LONDON (Reuters) – Britain is unlikely to lift its stringent lockdown rules until the end of May, a leading government adviser said on Saturday, warning that the spread of coronavirus must first slow and intense testing be introduced.
A sign displaying a message asking for people to stay home is seen next to the A55 as the spread of the coronavirus disease (COVID-19) continues, Holywell, Wales, Britain, April 4, 2020. REUTERS/Carl Recine
The government has put Britain into a widespread shutdown, closing pubs, restaurants and nearly all shops, while ordering people to stay home unless absolutely essential to venture out.
The order is designed to curb the spread of COVID-19 in the country, which has almost 40,000 confirmed cases and 3,605 deaths, but some experts have started to question whether the shuttering of the economy will cost more lives in the long run.

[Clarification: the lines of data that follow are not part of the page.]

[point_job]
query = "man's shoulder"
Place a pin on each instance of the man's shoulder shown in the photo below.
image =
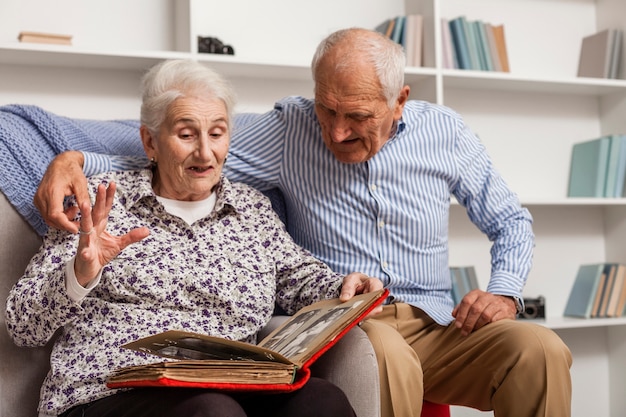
(420, 107)
(295, 102)
(243, 195)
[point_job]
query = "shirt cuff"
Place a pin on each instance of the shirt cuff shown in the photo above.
(94, 163)
(75, 291)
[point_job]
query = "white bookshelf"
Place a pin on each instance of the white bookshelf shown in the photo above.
(528, 118)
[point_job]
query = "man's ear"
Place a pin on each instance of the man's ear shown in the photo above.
(403, 97)
(148, 142)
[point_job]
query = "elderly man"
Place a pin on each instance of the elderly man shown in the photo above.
(367, 176)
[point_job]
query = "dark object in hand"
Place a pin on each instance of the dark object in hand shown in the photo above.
(211, 45)
(534, 308)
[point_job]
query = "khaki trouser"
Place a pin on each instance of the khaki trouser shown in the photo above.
(516, 368)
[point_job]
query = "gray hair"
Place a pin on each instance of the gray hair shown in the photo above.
(385, 55)
(172, 79)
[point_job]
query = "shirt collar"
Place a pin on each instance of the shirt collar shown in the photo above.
(225, 194)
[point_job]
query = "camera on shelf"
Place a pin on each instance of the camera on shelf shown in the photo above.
(534, 308)
(212, 45)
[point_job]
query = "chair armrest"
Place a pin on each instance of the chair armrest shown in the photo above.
(351, 365)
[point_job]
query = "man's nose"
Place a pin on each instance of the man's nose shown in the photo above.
(340, 129)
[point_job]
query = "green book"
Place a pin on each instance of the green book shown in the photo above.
(588, 168)
(583, 294)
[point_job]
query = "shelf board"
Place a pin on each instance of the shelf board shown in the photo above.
(233, 66)
(501, 81)
(557, 323)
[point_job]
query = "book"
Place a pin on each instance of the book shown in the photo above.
(280, 362)
(482, 45)
(607, 289)
(499, 35)
(472, 43)
(583, 295)
(620, 309)
(588, 168)
(39, 37)
(493, 47)
(447, 47)
(459, 41)
(616, 54)
(616, 166)
(596, 54)
(616, 292)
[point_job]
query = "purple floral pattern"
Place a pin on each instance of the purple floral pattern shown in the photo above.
(220, 276)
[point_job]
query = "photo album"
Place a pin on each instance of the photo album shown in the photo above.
(280, 362)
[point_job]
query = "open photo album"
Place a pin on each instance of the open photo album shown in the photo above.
(279, 362)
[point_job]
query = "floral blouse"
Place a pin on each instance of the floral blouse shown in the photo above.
(221, 276)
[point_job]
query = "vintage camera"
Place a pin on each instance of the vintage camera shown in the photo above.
(534, 308)
(211, 45)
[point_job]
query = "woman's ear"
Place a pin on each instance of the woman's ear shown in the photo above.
(148, 142)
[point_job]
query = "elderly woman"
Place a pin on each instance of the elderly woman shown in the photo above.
(173, 246)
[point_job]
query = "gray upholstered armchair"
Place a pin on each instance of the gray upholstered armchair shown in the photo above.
(351, 364)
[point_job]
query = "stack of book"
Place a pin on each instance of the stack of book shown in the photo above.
(598, 291)
(598, 167)
(40, 37)
(474, 45)
(600, 54)
(463, 281)
(408, 32)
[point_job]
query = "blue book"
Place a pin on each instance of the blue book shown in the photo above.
(588, 168)
(472, 44)
(616, 166)
(584, 292)
(460, 42)
(483, 46)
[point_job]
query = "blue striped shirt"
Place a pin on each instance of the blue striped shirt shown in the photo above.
(387, 217)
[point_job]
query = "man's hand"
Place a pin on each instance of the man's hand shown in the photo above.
(64, 177)
(358, 283)
(479, 308)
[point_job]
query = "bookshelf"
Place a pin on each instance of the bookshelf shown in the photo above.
(528, 118)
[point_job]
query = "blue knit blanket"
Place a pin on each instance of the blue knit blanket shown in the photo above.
(31, 137)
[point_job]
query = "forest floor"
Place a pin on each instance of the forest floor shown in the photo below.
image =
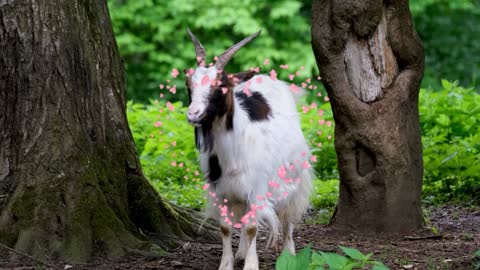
(452, 248)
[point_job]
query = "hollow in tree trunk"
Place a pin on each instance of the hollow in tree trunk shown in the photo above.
(71, 185)
(371, 61)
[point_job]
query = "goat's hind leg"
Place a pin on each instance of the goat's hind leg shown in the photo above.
(227, 255)
(287, 243)
(243, 246)
(251, 258)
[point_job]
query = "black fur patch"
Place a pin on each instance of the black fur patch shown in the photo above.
(255, 105)
(214, 169)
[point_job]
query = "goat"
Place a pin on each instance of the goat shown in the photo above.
(248, 134)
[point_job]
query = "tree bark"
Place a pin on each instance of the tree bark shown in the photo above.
(71, 185)
(371, 61)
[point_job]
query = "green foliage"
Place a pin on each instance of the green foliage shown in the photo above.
(152, 38)
(151, 35)
(308, 259)
(450, 121)
(287, 261)
(449, 32)
(318, 131)
(165, 143)
(476, 260)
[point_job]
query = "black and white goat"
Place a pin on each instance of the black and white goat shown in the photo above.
(252, 152)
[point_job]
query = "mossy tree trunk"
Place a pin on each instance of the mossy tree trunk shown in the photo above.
(371, 61)
(71, 185)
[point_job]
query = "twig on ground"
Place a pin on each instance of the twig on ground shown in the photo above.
(26, 255)
(415, 238)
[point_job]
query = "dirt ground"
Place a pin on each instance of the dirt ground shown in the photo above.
(459, 238)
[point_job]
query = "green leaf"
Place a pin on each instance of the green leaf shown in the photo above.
(353, 253)
(380, 266)
(334, 260)
(287, 261)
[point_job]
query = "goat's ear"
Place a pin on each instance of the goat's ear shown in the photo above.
(244, 75)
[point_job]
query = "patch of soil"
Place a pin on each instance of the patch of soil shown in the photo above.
(453, 248)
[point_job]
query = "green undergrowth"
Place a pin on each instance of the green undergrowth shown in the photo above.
(450, 121)
(313, 260)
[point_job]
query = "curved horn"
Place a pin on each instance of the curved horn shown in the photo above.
(199, 50)
(228, 54)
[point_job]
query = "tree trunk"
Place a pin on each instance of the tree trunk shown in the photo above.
(371, 61)
(71, 185)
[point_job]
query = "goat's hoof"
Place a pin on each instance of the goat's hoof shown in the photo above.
(226, 264)
(250, 267)
(239, 256)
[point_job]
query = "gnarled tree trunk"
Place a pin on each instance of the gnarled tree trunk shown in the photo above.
(371, 61)
(71, 185)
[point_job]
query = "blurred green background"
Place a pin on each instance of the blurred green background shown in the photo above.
(152, 38)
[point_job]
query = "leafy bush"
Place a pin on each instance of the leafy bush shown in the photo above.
(165, 143)
(308, 259)
(449, 32)
(151, 35)
(450, 121)
(152, 39)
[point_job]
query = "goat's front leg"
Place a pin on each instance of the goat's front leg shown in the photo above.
(227, 255)
(243, 246)
(251, 259)
(287, 242)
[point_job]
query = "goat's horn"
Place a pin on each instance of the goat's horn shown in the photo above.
(228, 54)
(199, 50)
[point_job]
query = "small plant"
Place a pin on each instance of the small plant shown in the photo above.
(476, 260)
(308, 259)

“We want to move to a situation where at least by the end of May we’re able to substitute some less intensive measures, more based on technology and testing, for the complete lockdown we have now,” Neil Ferguson, a leading professor of mathematical biology at Imperial College London, told BBC Radio.
Britain initially took a restrained approach to the outbreak but Prime Minister Boris Johnson changed tack and imposed stringent social-distancing measures after Ferguson’s modeling showed a quarter of a million people in the country could die.
The response has since been hampered by a lack of ventilators and an inability to carry out mass testing to determine whether the public, and particularly health workers, have built up an immunity.
A second senior government adviser, the chief pandemic modeler Graham Medley, said he feared Britain had painted itself into a corner, with no clear exit from a strategy that would damage the economic and mental well-being of many people.
Almost one million people have applied for welfare benefits in just two weeks in Britain, according to official data that shows the economy is set for a depression that could be worse than the slump in the 1930s.
“If we carry on with lockdown it buys us more time, we can get more thought put into it, but it doesn’t resolve anything – it’s a placeholder,” Medley told the Times newspaper.
“We’ve kind of painted ourselves into a corner, because then the question will be, what do we do now? In broad terms are we going to continue to harm children to protect vulnerable people, or not?”
Health minister Matt Hancock has set a goal of 100,000 tests per day by the end of this month, a tenfold increase that industry leaders have questioned due to shortages of specialist chemicals and testing kits. It is also considering immunity certificates.
Medley said the antibody tests could help but were not working so far.
Separately the government said it would free prisoners who were deemed to be low risk and were within weeks of release.